La manœuvre contre Picquart fut plus grossière. Elle consista, à la veille des élections, à faire raconter par les journaux qu’il s’était rendu en Allemagne pour s’y rencontrer, à Carlsruhe, avec Schwarzkoppen, qu’il existait une preuve « matérielle » de l’entretien ; un agent les avait photographiés ensemble[1]. Ces révélations s’échelonnèrent sur plusieurs jours, se confirmaient.

Le coup avait été combiné entre Henry, Esterhazy et Guénée qui, chargé de filer Picquart, avait constaté qu’il n’était plus à son domicile[2]. Il était, en effet, allé passer quelques jours chez une vieille amie de sa mère[3]. Possien, ce journaliste à qui Picquart avait fait racheter autrefois un article en faveur de Dreyfus, annonça qu’il avait vu de ses yeux la photographie ; elle existait, en effet, ainsi qu’une autre où l’on avait représenté le même Schwarzkoppen attablé avec Dreyfus.

Pellieux la vit aussi et en parla triomphalement à Esterhazy ; il avait vu également le rapport de l’agent.

Quelque dédaigneux que fût Picquart des injures, il se fâcha ; il déposa une plainte en faux contre Possien[4].

Dans cette douloureuse histoire que je raconte, tant

  1. Écho de Paris du 20 avril 1898, Gaulois du 28, Jour du 1er mai : « Le gouvernement sait de source absolument sûre… etc. » Possien précisait que l’entrevue avait eu lieu le 5 avril. — Trarieux écrivit à Méline qu’il l’interpellerait, à la rentrée des Chambres, sur cette histoire.
  2. Esterhazy.
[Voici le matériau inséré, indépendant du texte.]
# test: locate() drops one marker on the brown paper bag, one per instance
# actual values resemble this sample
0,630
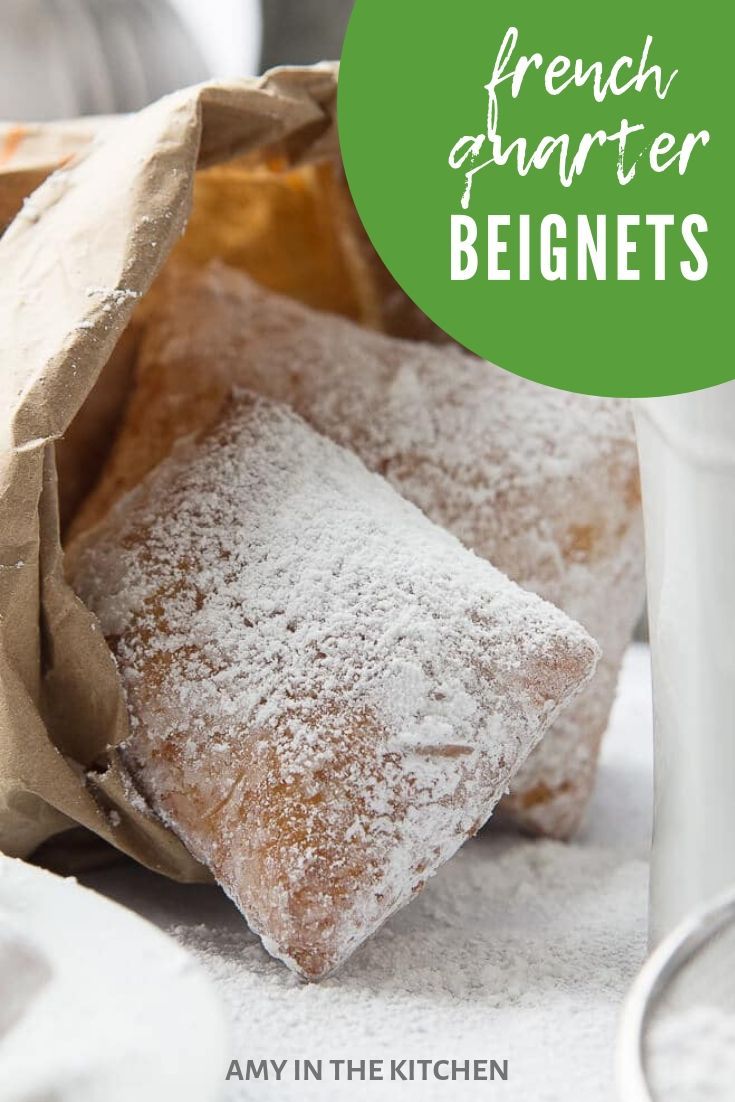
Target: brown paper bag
256,165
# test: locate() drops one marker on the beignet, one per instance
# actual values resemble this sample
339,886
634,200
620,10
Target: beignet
327,693
541,483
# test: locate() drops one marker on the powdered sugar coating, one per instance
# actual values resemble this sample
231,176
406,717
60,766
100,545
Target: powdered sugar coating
541,483
327,692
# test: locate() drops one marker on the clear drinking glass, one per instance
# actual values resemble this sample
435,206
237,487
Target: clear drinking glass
687,445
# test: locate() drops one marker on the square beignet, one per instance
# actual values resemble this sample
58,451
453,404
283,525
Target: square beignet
327,693
541,483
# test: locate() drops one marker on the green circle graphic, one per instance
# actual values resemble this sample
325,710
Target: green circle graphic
588,143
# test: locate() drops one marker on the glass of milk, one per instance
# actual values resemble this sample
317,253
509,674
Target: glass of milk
687,445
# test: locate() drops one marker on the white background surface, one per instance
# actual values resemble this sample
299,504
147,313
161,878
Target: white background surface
228,33
519,950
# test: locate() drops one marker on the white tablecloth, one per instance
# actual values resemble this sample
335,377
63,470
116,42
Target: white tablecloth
518,951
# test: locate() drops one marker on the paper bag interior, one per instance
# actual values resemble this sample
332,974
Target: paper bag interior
295,230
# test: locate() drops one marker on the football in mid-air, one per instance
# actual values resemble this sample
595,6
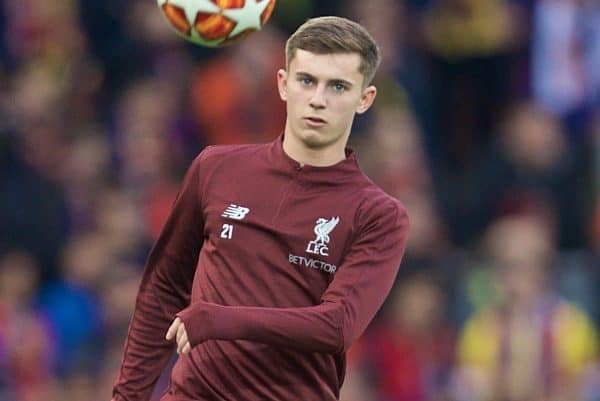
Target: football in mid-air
216,23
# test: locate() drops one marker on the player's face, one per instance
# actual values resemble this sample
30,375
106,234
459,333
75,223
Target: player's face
323,92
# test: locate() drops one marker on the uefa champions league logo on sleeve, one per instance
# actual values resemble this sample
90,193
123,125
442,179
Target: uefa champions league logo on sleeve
322,229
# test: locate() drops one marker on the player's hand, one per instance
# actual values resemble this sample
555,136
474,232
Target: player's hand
177,332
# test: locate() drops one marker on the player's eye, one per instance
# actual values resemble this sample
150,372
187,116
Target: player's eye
337,87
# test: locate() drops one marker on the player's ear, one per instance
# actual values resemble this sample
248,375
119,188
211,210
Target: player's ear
366,99
282,84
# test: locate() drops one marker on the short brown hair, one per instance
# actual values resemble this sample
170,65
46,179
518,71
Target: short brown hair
326,35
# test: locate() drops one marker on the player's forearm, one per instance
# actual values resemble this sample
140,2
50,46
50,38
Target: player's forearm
312,329
146,351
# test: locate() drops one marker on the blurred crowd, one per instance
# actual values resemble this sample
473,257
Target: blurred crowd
487,127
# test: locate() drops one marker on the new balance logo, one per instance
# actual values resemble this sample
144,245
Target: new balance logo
235,212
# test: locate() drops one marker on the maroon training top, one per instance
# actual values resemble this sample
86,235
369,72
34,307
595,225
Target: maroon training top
286,266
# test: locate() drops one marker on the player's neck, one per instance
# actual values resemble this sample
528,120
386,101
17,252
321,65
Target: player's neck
318,157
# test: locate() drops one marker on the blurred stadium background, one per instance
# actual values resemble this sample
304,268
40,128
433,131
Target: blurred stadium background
487,127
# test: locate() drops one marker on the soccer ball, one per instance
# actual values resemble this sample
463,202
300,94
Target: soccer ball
216,23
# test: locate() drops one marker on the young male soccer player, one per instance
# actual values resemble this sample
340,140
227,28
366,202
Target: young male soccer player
277,256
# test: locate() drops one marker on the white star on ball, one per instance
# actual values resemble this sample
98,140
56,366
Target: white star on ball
247,17
192,7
Dép. à Londres (Éd. de Bruxelles), 94 et suiv. — Voir Appendice IV.
  3. Cass., I. 210. Picquart.
  4. 6 mai 1898. — Possien, rédacteur au Jour, interrogé par Bertulus, se retrancha derrière le secret professionnel (21 mai). De même Vervoort. — Bertulus interrogea également Guénée « qui se contenta de donner un certificat d’honorabilité à Picquart ». (Cass., I, 267.)